From Tables 1 and 2, the polyamide resin aqueous dispersion obtained by the present invention has excellent stability and adhesiveness, such as little change in viscosity over time, and when treated with fibers as a fiber treating agent, It was found that the adhesiveness with the matrix resin was excellent.
On the other hand, the polyamide resin aqueous dispersion that does not perform the stirring operation of the present invention of Comparative Examples 1 to 7 or does not use a polymer dispersant is inferior in stability, such as a large change in viscosity over time, It was found that the adhesion with the matrix resin was poor.

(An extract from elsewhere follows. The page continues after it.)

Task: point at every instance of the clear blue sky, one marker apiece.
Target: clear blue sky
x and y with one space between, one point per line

  The aqueous polyamide resin dispersion obtained from the present invention has excellent stability and adhesiveness, such as little change in viscosity over time, so it is practically easy to use and when used as a fiber treatment agent to treat fibers Since the adhesiveness between the fiber and the matrix resin is good, a composite material with good mechanical properties such as strength can be produced when the fiber composite material is produced.

Claims (5)

Including a polyamide resin, a basic substance, a polymer dispersant and an aqueous medium,
A polyamide resin dispersion raw material liquid having a viscosity at 25 ° C. and 60 rpm in a B-type rotary viscometer of 300 mpa · s or more,
With the internal insertion type agitator, the tip peripheral speed of the agitator blade is 10 m / s or more and the number of passes P1 defined by the following formula (1) is 20 times or more, or
A polyamide resin aqueous dispersion which is stirred by a continuous circulation processing type stirrer at a tip peripheral speed of the stirrer blade of 10 m / s or more and a pass number P2 defined by the following formula (2) of 1 or more. Manufacturing method.
Formula (1)
Number of passes P1 = Q x stirring time (min) / total liquid volume (L)
Here, Q indicates the discharge amount [L / min] and is represented by the following equation.
^{Q = Nq · n · d 3} /1000
Nq: discharge coefficient n: stirring blade rotation speed [rpm] d: stirring blade diameter [cm]
Formula (2)
Number of passes P2 = Flow rate (L / min) x Agitation time (min) / Total liquid volume (L)  The method for producing an aqueous polyamide resin dispersion according to claim 1, wherein the stirrer is a rotary shear stirrer. The polyamide resin dispersion raw material liquid is
A mixed liquid containing a polyamide resin, a basic substance, a polymer dispersant, and an aqueous medium is an emulsion obtained by stirring and emulsifying at a temperature higher than the softening temperature of the polyamide resin.
The manufacturing method of the polyamide resin aqueous dispersion of Claim 1 or 2.   The method for producing an aqueous polyamide resin dispersion according to any one of claims 1 to 3, wherein the polymer dispersant is at least one selected from the group consisting of polyvinylpyrrolidone, polyethylene glycol, and an ethylene oxide / propylene oxide copolymer. In the polyamide resin dispersion raw material liquid,
The manufacturing method of the polyamide resin aqueous dispersion in any one of Claims 1-4 in which 0.01-10 mass parts of polymer dispersing agents are contained with respect to 100 mass parts of polyamide resins.